Tuesday, March 18, 2008

On fair value accounting

So, there's an interview from today with a guy who claims that fair market accounting (FAS 157) is largely to blame for the meltdown in the financial markets. See: http://www.housingwire.com/2008/03/17/quote-of-the-day/

What's awesome about the interview is the audacity to say that it's so unfair and disruptive to force financial institutions to value to assets to market, because all the banks and IB's with their current assets would be insolvent when assets bubbles collapsed if they had to do so. Yet, and let me emphasize this, that's the entire g-damn point!!! Banks should not be holding their fractional reserves in leveraged derivatives to inflate their profits; it was true when Buffet said it several years ago, it's still true today, and it'll be true long after all the taxpayer-expense inflation-fueled bailouts are done.
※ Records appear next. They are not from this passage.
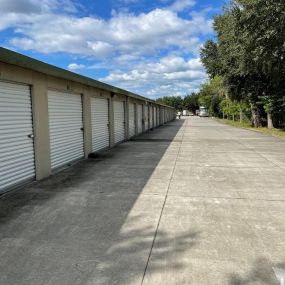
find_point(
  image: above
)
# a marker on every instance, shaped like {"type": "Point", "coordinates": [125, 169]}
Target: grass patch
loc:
{"type": "Point", "coordinates": [272, 132]}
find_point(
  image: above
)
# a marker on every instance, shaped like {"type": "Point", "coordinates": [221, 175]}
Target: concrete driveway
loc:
{"type": "Point", "coordinates": [193, 202]}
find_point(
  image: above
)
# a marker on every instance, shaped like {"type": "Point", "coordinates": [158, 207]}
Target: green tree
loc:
{"type": "Point", "coordinates": [210, 58]}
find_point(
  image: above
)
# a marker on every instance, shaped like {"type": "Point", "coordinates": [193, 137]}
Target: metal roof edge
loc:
{"type": "Point", "coordinates": [17, 59]}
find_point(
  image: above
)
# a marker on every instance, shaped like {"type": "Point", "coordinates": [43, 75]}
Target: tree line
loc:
{"type": "Point", "coordinates": [245, 64]}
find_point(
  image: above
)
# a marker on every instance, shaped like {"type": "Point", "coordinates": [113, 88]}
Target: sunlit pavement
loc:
{"type": "Point", "coordinates": [192, 202]}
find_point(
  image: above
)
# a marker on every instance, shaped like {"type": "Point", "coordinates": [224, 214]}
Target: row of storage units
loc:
{"type": "Point", "coordinates": [43, 129]}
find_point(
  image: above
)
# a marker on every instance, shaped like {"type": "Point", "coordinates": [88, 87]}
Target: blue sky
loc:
{"type": "Point", "coordinates": [148, 47]}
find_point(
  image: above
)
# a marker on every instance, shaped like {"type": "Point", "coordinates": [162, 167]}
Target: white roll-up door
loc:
{"type": "Point", "coordinates": [65, 128]}
{"type": "Point", "coordinates": [146, 118]}
{"type": "Point", "coordinates": [150, 117]}
{"type": "Point", "coordinates": [157, 116]}
{"type": "Point", "coordinates": [119, 121]}
{"type": "Point", "coordinates": [132, 122]}
{"type": "Point", "coordinates": [100, 123]}
{"type": "Point", "coordinates": [17, 163]}
{"type": "Point", "coordinates": [140, 118]}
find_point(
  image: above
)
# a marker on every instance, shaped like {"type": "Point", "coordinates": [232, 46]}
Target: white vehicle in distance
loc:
{"type": "Point", "coordinates": [185, 113]}
{"type": "Point", "coordinates": [203, 112]}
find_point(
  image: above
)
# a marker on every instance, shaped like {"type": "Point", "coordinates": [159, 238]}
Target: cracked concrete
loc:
{"type": "Point", "coordinates": [192, 202]}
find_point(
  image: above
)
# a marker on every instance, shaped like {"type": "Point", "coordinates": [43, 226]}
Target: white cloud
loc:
{"type": "Point", "coordinates": [180, 5]}
{"type": "Point", "coordinates": [75, 66]}
{"type": "Point", "coordinates": [168, 76]}
{"type": "Point", "coordinates": [144, 34]}
{"type": "Point", "coordinates": [128, 45]}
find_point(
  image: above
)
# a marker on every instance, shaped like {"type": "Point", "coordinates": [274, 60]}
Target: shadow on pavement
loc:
{"type": "Point", "coordinates": [93, 223]}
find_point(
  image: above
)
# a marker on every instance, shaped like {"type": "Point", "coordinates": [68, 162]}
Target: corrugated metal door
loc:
{"type": "Point", "coordinates": [140, 118]}
{"type": "Point", "coordinates": [150, 117]}
{"type": "Point", "coordinates": [65, 128]}
{"type": "Point", "coordinates": [158, 116]}
{"type": "Point", "coordinates": [146, 118]}
{"type": "Point", "coordinates": [17, 163]}
{"type": "Point", "coordinates": [100, 123]}
{"type": "Point", "coordinates": [119, 121]}
{"type": "Point", "coordinates": [132, 118]}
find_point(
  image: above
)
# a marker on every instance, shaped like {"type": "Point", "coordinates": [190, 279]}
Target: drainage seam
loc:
{"type": "Point", "coordinates": [163, 206]}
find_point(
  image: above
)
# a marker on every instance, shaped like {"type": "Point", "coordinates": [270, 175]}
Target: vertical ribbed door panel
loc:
{"type": "Point", "coordinates": [17, 163]}
{"type": "Point", "coordinates": [119, 121]}
{"type": "Point", "coordinates": [100, 123]}
{"type": "Point", "coordinates": [132, 122]}
{"type": "Point", "coordinates": [146, 118]}
{"type": "Point", "coordinates": [65, 128]}
{"type": "Point", "coordinates": [150, 117]}
{"type": "Point", "coordinates": [140, 118]}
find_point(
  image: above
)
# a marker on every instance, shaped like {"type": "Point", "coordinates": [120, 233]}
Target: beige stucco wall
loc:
{"type": "Point", "coordinates": [40, 84]}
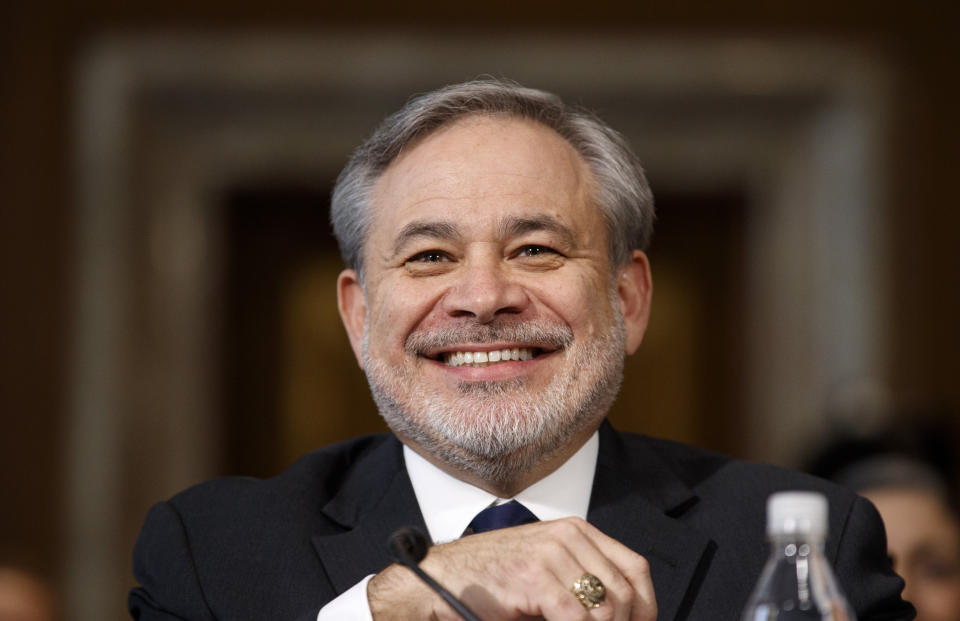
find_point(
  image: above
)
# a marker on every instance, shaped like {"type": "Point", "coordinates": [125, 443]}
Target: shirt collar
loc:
{"type": "Point", "coordinates": [449, 504]}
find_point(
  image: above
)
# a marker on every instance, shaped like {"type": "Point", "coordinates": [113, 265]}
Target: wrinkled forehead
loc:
{"type": "Point", "coordinates": [478, 167]}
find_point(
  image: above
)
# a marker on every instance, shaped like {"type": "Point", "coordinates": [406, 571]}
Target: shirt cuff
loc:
{"type": "Point", "coordinates": [351, 605]}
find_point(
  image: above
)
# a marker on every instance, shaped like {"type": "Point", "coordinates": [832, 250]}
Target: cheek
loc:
{"type": "Point", "coordinates": [580, 303]}
{"type": "Point", "coordinates": [397, 314]}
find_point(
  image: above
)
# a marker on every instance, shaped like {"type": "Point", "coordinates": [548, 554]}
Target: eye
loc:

If a decrease in one asset market could cause you to become insolvent as a bank, you should not be allowed to hold people's money. If you're a public company, you should have to disclose exactly what assets you are holding, so your shareholders can examine them and be aware of the risks. Alternatively, you should be required to provide a risk analysis relative to various markets of your investments, and be accountable if the actual performance falls below that metric. It's deplorable that a public company can be insolvent due to leveraged holdings, and its shareholders be unaware. It's a failure of adequate disclosure in rules or practice (or both), and should be addressed.